Friday night. One hundred miles go by before I realise the radio is off. I look over at the dial instinctively but decline the impulse. I’m in sync with the sound of the throaty diesel at my command, and my thoughts humm along with the baser sounds below me, the low whine of the turbo, eighteen wheels flinging the cold rain off the slippery pavement, the deeper transmission sounds, and the marble rolling around in a tin pot sound of the throwout bearing that assaults my senses as it rises above the other harmonics, then fades as I block it out. I hate that particular sound, catalouging it away, allowing the other, more harmonious symphonics to accompany my thoughts, and dreams.
I know my quick fix on the damaged workshop roof will not hold this rain off for long. My trucking boss pays on Tuesday and the last of my woodworking grant comes Wednesday. The overlap will pay for new shingles or the used tin my boss is offering. I turn my thoughts back to more peaceful matters.
The traffic on the bridge is flowing well for a Friday night. The big river is swollen, covering wooded islands, trees growing out of the water. The sky sits in the treetops, and the horizon boasts an ethereal, end of the world light whose paleness accentuates the stark leafless trees in the distance. Sheets of fog whip past my windshild as I slice through the mist with my condo on wheels.
I pull off the overhead highway and wend my way through the market section of the city. The mountain at the core of this metropolis rises drab and blurry in my rain soaked view, above the old buildings that produce smells of various description, from four footed beasts to creatures with fins. The assault on my olfactory senses heightens with the addition of cooking smells lingering in the thick, wet air. I make it through the old part of the complex and into the new. I smell chicken and ribs coming from the factory outlet and restaurant mall nearby.
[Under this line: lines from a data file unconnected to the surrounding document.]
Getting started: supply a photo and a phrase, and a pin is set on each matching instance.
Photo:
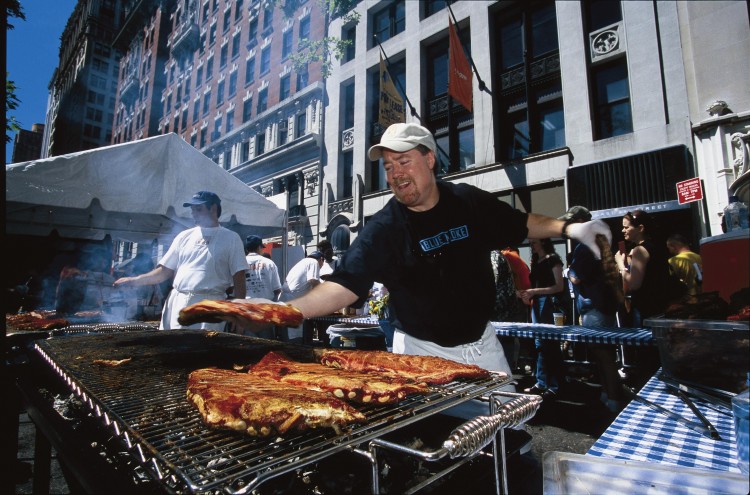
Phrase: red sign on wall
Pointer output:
(689, 190)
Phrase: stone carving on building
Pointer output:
(741, 148)
(716, 107)
(311, 181)
(605, 42)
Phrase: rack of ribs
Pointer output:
(421, 369)
(261, 407)
(352, 386)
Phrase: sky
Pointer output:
(32, 55)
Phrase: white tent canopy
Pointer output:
(131, 192)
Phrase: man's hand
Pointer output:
(586, 233)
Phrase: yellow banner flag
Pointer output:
(392, 108)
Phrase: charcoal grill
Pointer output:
(143, 404)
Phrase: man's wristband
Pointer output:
(567, 223)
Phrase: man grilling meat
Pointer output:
(430, 245)
(204, 261)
I missed getting a burger at a travel plaza earlier because of bus loads of kids in the line ahead. I’m hungry and a little early for my load. Maybe I’ll pull in the bulding and walk to a burger joint.
I arrange my seventy foot rig into the obligatory pretzel required to enter the building from the fifty foot space in front of the door, and ring the buzzer. The door opens. It looks as if other loads are running late. The place is crowded with trucks.
Our two spots allotted are blocked by a late load. I haven’t driven in six years and will have to call on past experience to get around him and into my spot. Its nearly impossible but I bring some tricks into play that took years of experience to master. I take the truck and trailer apart in my mind and work the individual components into the blind spot working one against the other like a new driver overcompensating and letting his trailer get away on him – like that little camper trailer behind your car that gets away on you and goes sideways.
There is a method to this madness. As I repostion the tractor, moving sideways in short, purposefull, back and forth movements, almost touching the other truck’s mirrors, the other driver smiles politely, probably wondering who the new guy is.
To my right a wall of steel racking loaded with crates and machinery towers above the cab, kissing my passenger mirror. Should I turn my tires out just one or two inches too far I could buckle a support column and topple the stucture on top of me.
I work away at the task, slowly, smoothly, feeling my way into the blind spot, gaining precious inches at a time. The driver looks over again, politely checking on my progress. Before long I have gained freedom to make larger more agressive moves and finally sink the unit into its berth.
We exchange a hello as I go past my colleague to check on my return load. Not ready. I come back down the stairs to go to supper. The waiting driver asks me where our other driver went who was doing this run. I say he’s doing something else. “Will you be driving out of the new location when this run changes in June”. I explain that my boss gave me this run because it will allow me to park the rig at home after June and I will be able to get more quality time in my woodworking shop.
“What do you make in your woodworking shop”. My last project was a casket for a friend of mine I tell him. “I wish I had met you a couple of weeks ago” he says, and away it went. I never did get to eat. He explained that his culture is very community oriented and that my custom, personalised caskets would be of interest to his people. I promised to get him a brochure of my work. He is also going to be running out of the new location so I will see him a lot.
In the middle of our converstion the dockhand motioned to me that my load was ready and I signed the paperwork and bid good evening to my newest client, hopefully.
As I went around the other side of my truck I ran into another driver, seventy two years old, fit as a fiddle – been driving big trucks since he was twenty years old. Well, do you think I got out of there in time. Its a good thing my unloading end has no appointment. I unload with a forklift myself and bring the truck back to our depot. I booked off duty so as not to get paid for my interesting chat time and still got home forty five minutes earlier, to wind down with Lumberjocks. Must be back in the groove again. Only for a while I hope, till the workshop can pay all the bills.